# 03.2 - Introduction to Data in R - Part 2

COMET Team <br> *Colby Grimes, Colby Chamber, Jonathan Graves, Manas
Mridul, Valeria Zolla*  
2023-07-09

## Outline

### Suggested Prerequisites

-   Introduction to Jupyter
-   Introduction to R

### Prerequisites

-   Introduction to Data in R - Part 1

### Learning Outcomes

In this notebook, you will learn about:

\- Filtering, Segmenting, Combining and Cleaning Data Sets for further
analysis.

\- Reshaping and Presenting Data in different kinds of Tidy-formats as
best suited for your Research Question (RQs)

### References

-   [Introduction to Probability and Statistics Using
    R](https://mran.microsoft.com/snapshot/2018-09-28/web/packages/IPSUR/vignettes/IPSUR.pdf)
-   [DSCI 100 Textbook](https://datasciencebook.ca/index.html)

In [None]:
# Run this cell
source("intro_to_data_tests.r")
# loading in our packages
library(tidyverse)
library(haven)

### Start with loading the WDI data set

The World Development Indicators (WDI) is the primary World Bank
collection of development indicators, compiled from officially
recognized international sources.

We have used World Bank’s DataBank applet to select and import some
macro and development-related time series data for the countries Canada,
India, Mexico, South Africa, and Zimbabwe for years 2014-2022.

In [None]:
# Importing required packages
library(readr)
library(dplyr)
library(tidyr)
library(stringr)

#Loading the CSV file using the URL 
file_path <- "WB_Data/WDI_raw.csv"
wdi <- read_csv(file_path) %>%
  rename(Series_Code = "Series Code", Series_Name = "Series Name",
         Country = "Country Name", Country_Code = "Country Code")

head(wdi, 10)

In [None]:
dim(wdi)

The data frame can be described to be in a long format. Each unique
value in the **`Series_Name`** serves as an index (in addition to
Country Name, Country Code) hence creating distinct rows.

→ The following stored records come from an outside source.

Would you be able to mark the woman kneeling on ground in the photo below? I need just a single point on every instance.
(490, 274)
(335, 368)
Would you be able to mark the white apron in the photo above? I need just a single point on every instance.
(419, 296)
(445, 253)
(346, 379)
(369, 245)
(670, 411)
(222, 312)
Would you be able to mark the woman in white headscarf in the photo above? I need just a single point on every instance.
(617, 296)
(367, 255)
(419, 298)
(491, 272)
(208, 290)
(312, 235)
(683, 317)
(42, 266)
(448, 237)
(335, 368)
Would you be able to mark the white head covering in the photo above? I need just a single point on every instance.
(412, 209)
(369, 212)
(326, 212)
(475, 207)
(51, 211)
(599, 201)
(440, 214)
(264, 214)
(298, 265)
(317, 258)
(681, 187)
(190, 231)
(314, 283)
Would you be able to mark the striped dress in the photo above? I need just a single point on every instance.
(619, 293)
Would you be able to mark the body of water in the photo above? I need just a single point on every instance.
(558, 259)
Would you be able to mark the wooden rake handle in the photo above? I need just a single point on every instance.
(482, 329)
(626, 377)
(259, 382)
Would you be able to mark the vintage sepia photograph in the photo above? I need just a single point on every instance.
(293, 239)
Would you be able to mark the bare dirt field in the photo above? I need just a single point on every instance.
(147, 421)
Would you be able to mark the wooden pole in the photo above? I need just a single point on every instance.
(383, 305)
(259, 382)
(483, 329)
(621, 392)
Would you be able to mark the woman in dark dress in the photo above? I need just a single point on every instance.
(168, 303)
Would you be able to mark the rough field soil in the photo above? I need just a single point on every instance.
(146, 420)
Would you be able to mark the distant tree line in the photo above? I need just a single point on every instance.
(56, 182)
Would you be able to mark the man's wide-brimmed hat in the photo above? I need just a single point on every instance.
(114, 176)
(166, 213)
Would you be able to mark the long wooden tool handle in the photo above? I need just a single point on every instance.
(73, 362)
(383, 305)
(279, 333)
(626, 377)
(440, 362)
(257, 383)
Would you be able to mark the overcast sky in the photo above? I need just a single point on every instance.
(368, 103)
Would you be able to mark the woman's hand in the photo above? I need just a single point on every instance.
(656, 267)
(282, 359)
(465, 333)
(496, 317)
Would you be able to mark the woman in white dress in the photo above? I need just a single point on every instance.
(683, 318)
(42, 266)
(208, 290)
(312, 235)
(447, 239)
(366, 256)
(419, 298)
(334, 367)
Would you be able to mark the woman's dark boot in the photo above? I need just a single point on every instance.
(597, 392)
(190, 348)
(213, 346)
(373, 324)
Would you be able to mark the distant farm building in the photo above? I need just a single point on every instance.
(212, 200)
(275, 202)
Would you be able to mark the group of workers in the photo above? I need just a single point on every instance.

A simpler version of the data frame in a **wide-format** could look like
this:

1.  Canada, 2017, Var A, Var B, Var C
2.  Canada, 2018, Var A, Var B, Var C

Meanwhile, one way of representing the same data in a **long-format**
looks like this:

1.  Canada, Var A, 2017, 2018
2.  Canada, Var B, 2017, 2018
3.  Canada, Var C, 2018, 2018

Do you now see the difference in the two ways of representing the same
data?

> While we don’t cover it in this notebook, switching between long and
> wide formats is can be quite useful sometimes.
>
> For example, when you want to either aggregate values (eg. over
> years*)* or compute a new variable using two or more variables, having
> your data frame in a shape that best suits your *data-wrangling*
> skills becomes essential.

While `Series Name` contains descriptions for each of the series in the
data frame, `Series Code` offers a handy way to group related series (or
call them variables).

Our `Series Code`s follow a taxonomy system. For example, any code
starting with `AG` belongs to a *family of series* related to the state
of agriculture in the world countries.

In [None]:
#Let's see the unique Series Families and Series Names contained within
Series_Families <- wdi %>%
  mutate(Series_Family = substr(`Series_Code`, 1, 2)) %>% #substring first two chars
  group_by(Series_Family) %>% #group by unique vals
  summarize(Series_Names_Under_Family = paste(unique(`Series_Name`), collapse = ", ")) #For each family, find and paste ALL the Series names in the "cell"

head(Series_Families, 13)

If we had to prepare a *tidy* data frame comparing the state of *Access
to Institutions* within the countries, we would look towards Series with
codes beginning with `SE` (Schooling), `FX` (Financial Institutions) and
`EG` (Electricity).

Let’s now create a new data called `access_wdi`.

In [None]:
prefixes <- c("SE", "EG", "FX")

access_wdi <- wdi %>% filter(str_detect(`Series_Code`, str_c("^", prefixes, collapse = "|")))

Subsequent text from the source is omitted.